Re: [PATCH v4 1/1] fs: Allow no_new_privs tasks to call chroot(2)

From: Kees Cook
Date: Tue Mar 16 2021 - 15:25:31 EST


On Tue, Mar 16, 2021 at 08:04:09PM +0100, Jann Horn wrote:
> On Tue, Mar 16, 2021 at 6:02 PM Mickaël Salaün <mic@xxxxxxxxxxx> wrote:
> > One could argue that chroot(2) is useless without a properly populated
> > root hierarchy (i.e. without /dev and /proc). However, there are
> > multiple use cases that don't require the chrooting process to create
> > file hierarchies with special files nor mount points, e.g.:
> > * A process sandboxing itself, once all its libraries are loaded, may
> > not need files other than regular files, or even no file at all.
> > * Some pre-populated root hierarchies could be used to chroot into,
> > provided for instance by development environments or tailored
> > distributions.
> > * Processes executed in a chroot may not require access to these special
> > files (e.g. with minimal runtimes, or by emulating some special files
> > with a LD_PRELOADed library or seccomp).
> >
> > Unprivileged chroot is especially interesting for userspace developers
> > wishing to harden their applications. For instance, chroot(2) and Yama
> > enable to build a capability-based security (i.e. remove filesystem
> > ambient accesses) by calling chroot/chdir with an empty directory and
> > accessing data through dedicated file descriptors obtained with
> > openat2(2) and RESOLVE_BENEATH/RESOLVE_IN_ROOT/RESOLVE_NO_MAGICLINKS.
>
> I don't entirely understand.
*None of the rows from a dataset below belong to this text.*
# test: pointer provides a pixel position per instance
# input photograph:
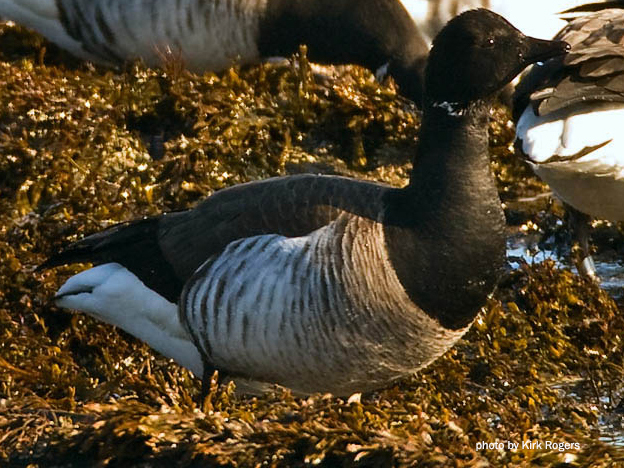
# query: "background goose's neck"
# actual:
(447, 225)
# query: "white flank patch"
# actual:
(114, 295)
(592, 183)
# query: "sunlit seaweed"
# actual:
(82, 148)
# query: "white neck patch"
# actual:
(451, 108)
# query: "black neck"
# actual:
(447, 225)
(370, 33)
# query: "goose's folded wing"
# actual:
(164, 251)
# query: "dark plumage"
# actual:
(324, 283)
(570, 113)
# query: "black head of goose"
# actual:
(212, 34)
(570, 115)
(324, 283)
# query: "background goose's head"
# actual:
(476, 54)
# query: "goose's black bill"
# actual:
(540, 50)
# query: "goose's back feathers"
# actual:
(592, 71)
(178, 243)
(324, 283)
(570, 113)
(202, 34)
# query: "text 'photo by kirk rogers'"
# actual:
(528, 445)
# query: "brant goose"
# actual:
(570, 116)
(211, 34)
(325, 283)
(541, 18)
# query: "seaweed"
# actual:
(82, 148)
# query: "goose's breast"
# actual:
(323, 312)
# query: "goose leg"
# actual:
(579, 222)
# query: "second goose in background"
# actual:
(570, 123)
(324, 283)
(213, 34)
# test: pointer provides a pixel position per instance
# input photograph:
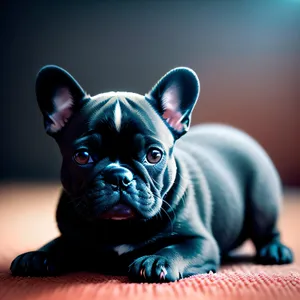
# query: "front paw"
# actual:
(35, 263)
(154, 268)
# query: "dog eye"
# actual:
(83, 158)
(154, 155)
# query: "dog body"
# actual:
(141, 196)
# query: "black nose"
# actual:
(117, 175)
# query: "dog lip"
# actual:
(119, 212)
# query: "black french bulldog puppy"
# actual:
(138, 197)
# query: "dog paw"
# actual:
(153, 268)
(35, 263)
(275, 253)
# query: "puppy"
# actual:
(142, 198)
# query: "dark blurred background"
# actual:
(246, 54)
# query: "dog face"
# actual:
(117, 147)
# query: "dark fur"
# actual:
(212, 191)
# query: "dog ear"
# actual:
(175, 96)
(58, 94)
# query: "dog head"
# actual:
(117, 147)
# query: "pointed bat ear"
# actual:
(176, 94)
(57, 94)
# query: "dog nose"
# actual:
(117, 175)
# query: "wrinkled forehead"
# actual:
(123, 113)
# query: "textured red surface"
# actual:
(26, 222)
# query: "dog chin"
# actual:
(119, 206)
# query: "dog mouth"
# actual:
(119, 212)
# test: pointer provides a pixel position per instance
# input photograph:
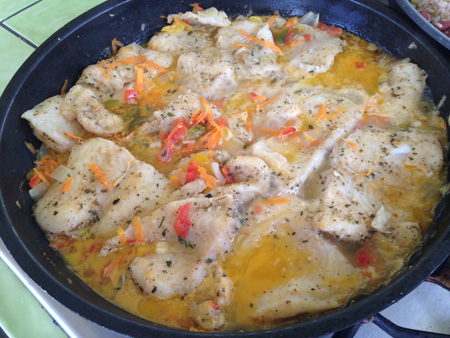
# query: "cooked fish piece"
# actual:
(252, 178)
(356, 202)
(315, 55)
(397, 245)
(168, 274)
(208, 17)
(389, 154)
(326, 128)
(216, 293)
(182, 106)
(226, 37)
(347, 207)
(208, 72)
(214, 223)
(181, 42)
(82, 104)
(112, 75)
(401, 96)
(134, 187)
(322, 285)
(280, 113)
(256, 61)
(51, 127)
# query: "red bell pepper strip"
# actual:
(288, 132)
(289, 34)
(364, 257)
(335, 31)
(198, 8)
(182, 223)
(175, 135)
(130, 94)
(192, 172)
(34, 182)
(227, 174)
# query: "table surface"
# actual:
(26, 24)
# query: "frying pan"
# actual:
(83, 42)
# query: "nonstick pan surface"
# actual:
(85, 41)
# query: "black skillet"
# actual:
(83, 42)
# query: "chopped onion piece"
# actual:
(60, 173)
(217, 173)
(38, 191)
(402, 151)
(310, 19)
(381, 220)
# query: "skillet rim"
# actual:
(345, 317)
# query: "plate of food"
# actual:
(228, 170)
(433, 16)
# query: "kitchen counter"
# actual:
(25, 309)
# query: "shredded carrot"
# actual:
(111, 66)
(257, 210)
(133, 60)
(322, 111)
(272, 19)
(211, 156)
(287, 25)
(121, 234)
(155, 66)
(198, 8)
(314, 143)
(219, 103)
(369, 172)
(74, 137)
(175, 181)
(100, 175)
(214, 306)
(249, 120)
(262, 105)
(331, 116)
(139, 84)
(294, 43)
(110, 267)
(67, 185)
(138, 229)
(410, 166)
(209, 180)
(41, 176)
(197, 117)
(271, 132)
(351, 144)
(255, 97)
(30, 147)
(115, 43)
(64, 87)
(240, 44)
(257, 41)
(276, 200)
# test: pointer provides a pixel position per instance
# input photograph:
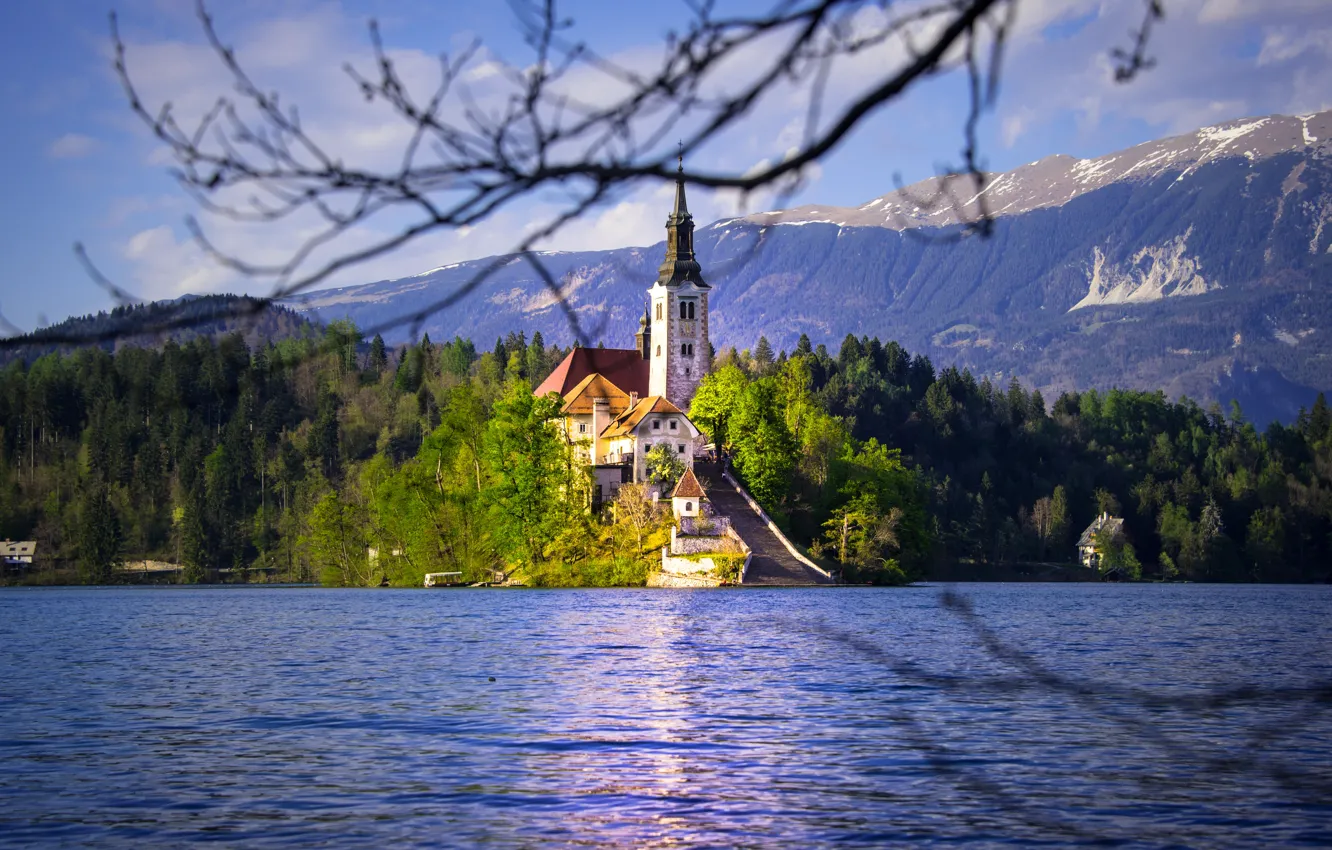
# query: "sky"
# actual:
(77, 167)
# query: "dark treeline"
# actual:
(1000, 477)
(315, 458)
(337, 460)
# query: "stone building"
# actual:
(621, 403)
(1087, 542)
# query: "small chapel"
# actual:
(622, 403)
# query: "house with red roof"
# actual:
(618, 404)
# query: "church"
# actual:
(622, 403)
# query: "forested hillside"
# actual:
(299, 457)
(155, 323)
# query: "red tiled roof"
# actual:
(629, 420)
(580, 399)
(622, 367)
(687, 486)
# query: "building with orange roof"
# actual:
(618, 404)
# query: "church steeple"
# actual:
(679, 265)
(677, 336)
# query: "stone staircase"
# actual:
(773, 564)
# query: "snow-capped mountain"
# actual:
(1194, 264)
(1059, 179)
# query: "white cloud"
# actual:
(71, 147)
(301, 55)
(168, 268)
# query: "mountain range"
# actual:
(1196, 264)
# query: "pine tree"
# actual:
(763, 356)
(99, 537)
(378, 356)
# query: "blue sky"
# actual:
(77, 167)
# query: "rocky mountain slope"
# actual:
(1198, 264)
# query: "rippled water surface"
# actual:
(1059, 714)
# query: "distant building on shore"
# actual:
(1087, 542)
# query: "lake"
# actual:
(1042, 714)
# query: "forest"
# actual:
(325, 457)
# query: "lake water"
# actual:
(1056, 714)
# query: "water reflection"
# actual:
(276, 717)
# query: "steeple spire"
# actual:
(681, 207)
(679, 265)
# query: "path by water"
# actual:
(773, 564)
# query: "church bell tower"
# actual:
(678, 311)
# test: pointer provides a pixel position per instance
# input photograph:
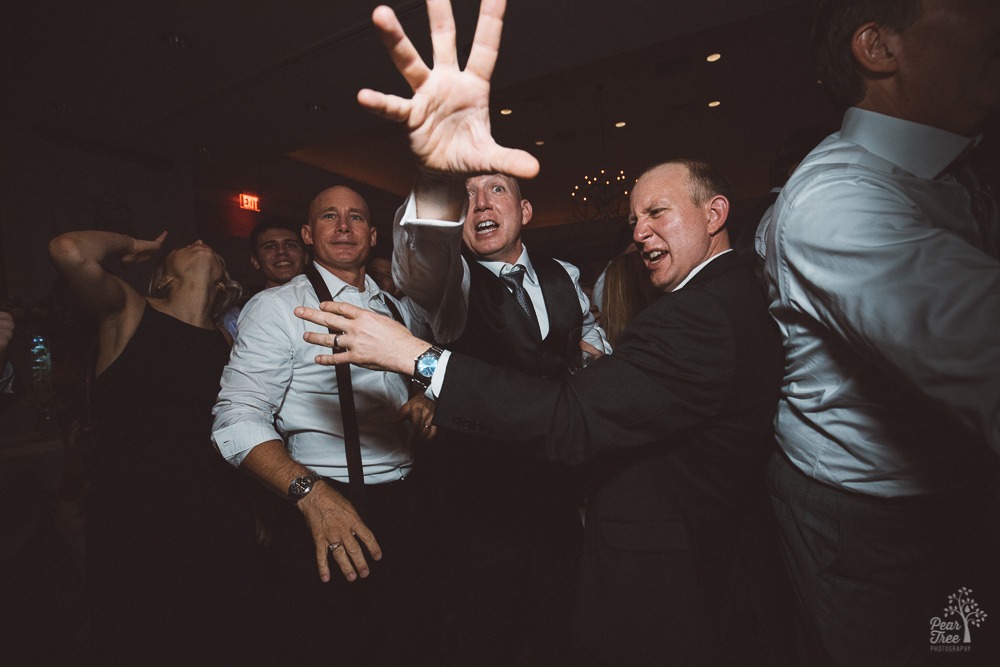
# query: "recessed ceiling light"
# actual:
(176, 40)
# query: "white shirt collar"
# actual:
(698, 268)
(497, 268)
(336, 285)
(922, 150)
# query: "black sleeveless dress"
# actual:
(169, 543)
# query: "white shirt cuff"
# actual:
(235, 442)
(437, 380)
(410, 216)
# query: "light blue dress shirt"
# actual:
(889, 310)
(272, 387)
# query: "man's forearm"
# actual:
(271, 463)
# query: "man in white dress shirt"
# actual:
(279, 417)
(884, 280)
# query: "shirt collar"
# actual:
(698, 268)
(922, 150)
(338, 286)
(497, 268)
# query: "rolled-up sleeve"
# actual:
(255, 381)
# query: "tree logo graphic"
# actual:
(966, 614)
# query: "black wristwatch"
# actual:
(425, 365)
(301, 486)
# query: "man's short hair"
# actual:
(833, 31)
(271, 223)
(706, 181)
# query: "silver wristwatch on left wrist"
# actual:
(301, 486)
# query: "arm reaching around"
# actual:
(370, 340)
(331, 517)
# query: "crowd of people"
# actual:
(790, 460)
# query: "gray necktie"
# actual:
(514, 279)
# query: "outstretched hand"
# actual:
(142, 250)
(448, 115)
(367, 339)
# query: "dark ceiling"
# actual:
(263, 96)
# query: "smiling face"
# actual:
(340, 231)
(280, 256)
(673, 231)
(496, 214)
(196, 261)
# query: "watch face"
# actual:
(300, 486)
(426, 365)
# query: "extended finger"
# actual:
(404, 55)
(322, 563)
(366, 537)
(515, 162)
(350, 559)
(486, 43)
(390, 107)
(334, 315)
(442, 32)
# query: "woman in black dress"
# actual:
(169, 545)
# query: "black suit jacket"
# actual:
(679, 418)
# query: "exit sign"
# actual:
(249, 202)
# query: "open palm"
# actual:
(448, 115)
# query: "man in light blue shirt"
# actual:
(884, 284)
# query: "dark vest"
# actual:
(498, 332)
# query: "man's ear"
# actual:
(718, 213)
(874, 48)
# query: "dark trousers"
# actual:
(514, 537)
(390, 617)
(872, 574)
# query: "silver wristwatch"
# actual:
(301, 486)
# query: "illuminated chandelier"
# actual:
(604, 195)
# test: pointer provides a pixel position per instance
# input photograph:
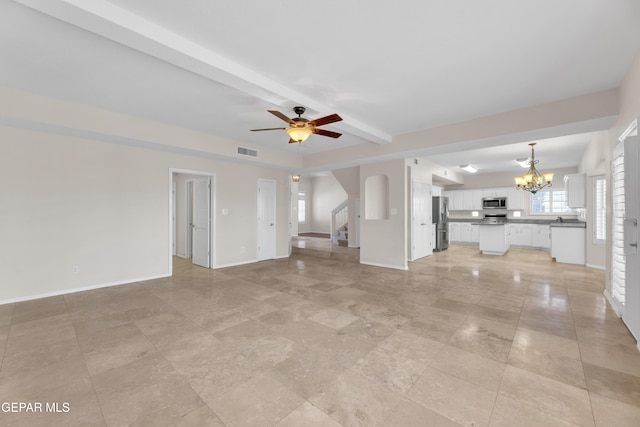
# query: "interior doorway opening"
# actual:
(192, 225)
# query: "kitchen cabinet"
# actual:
(568, 243)
(461, 232)
(475, 233)
(465, 200)
(494, 239)
(541, 236)
(454, 232)
(520, 234)
(515, 199)
(576, 185)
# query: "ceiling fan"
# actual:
(300, 128)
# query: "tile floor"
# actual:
(459, 339)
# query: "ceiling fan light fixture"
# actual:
(299, 134)
(468, 168)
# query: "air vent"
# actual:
(249, 152)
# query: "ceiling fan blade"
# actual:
(281, 116)
(326, 133)
(326, 120)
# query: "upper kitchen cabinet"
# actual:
(575, 185)
(464, 200)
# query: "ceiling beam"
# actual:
(131, 30)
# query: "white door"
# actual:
(173, 218)
(201, 222)
(357, 210)
(266, 219)
(631, 315)
(421, 220)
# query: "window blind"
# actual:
(617, 238)
(599, 210)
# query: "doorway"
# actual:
(266, 219)
(193, 217)
(625, 258)
(420, 220)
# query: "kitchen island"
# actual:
(568, 242)
(494, 239)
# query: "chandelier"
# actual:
(533, 181)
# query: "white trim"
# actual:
(614, 304)
(375, 264)
(235, 264)
(212, 190)
(630, 129)
(275, 216)
(81, 289)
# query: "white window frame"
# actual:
(302, 198)
(599, 210)
(566, 211)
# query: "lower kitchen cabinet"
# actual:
(460, 232)
(541, 236)
(494, 239)
(521, 234)
(568, 244)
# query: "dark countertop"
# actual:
(551, 222)
(567, 224)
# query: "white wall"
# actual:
(595, 162)
(306, 185)
(629, 95)
(327, 194)
(105, 208)
(383, 242)
(500, 180)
Are you writing this with the assumption
> that a future change will make it possible to set these RESOLVE flags
> process-wide, or something like that?

I thought it meant "open all out-of-chroot dirs as fds using RESOLVE_...
flags then chroot". As in, there's no way to then escape "up" for the
old opens, and the new opens stay in the chroot.

> [...]
> > diff --git a/fs/open.c b/fs/open.c
> [...]
> > +static inline int current_chroot_allowed(void)
> > +{
> > + /*
> > + * Changing the root directory for the calling task (and its future
> > + * children) requires that this task has CAP_SYS_CHROOT in its
> > + * namespace, or be running with no_new_privs and not sharing its
> > + * fs_struct and not escaping its current root (cf. create_user_ns()).
> > + * As for seccomp, checking no_new_privs avoids scenarios where
> > + * unprivileged tasks can affect the behavior of privileged children.
> > + */
> > + if (task_no_new_privs(current) && current->fs->users == 1 &&
>
> this read of current->fs->users should be using READ_ONCE()

Ah yeah, good call. I should remember this when I think "can this race?"
:P

--
Kees Cook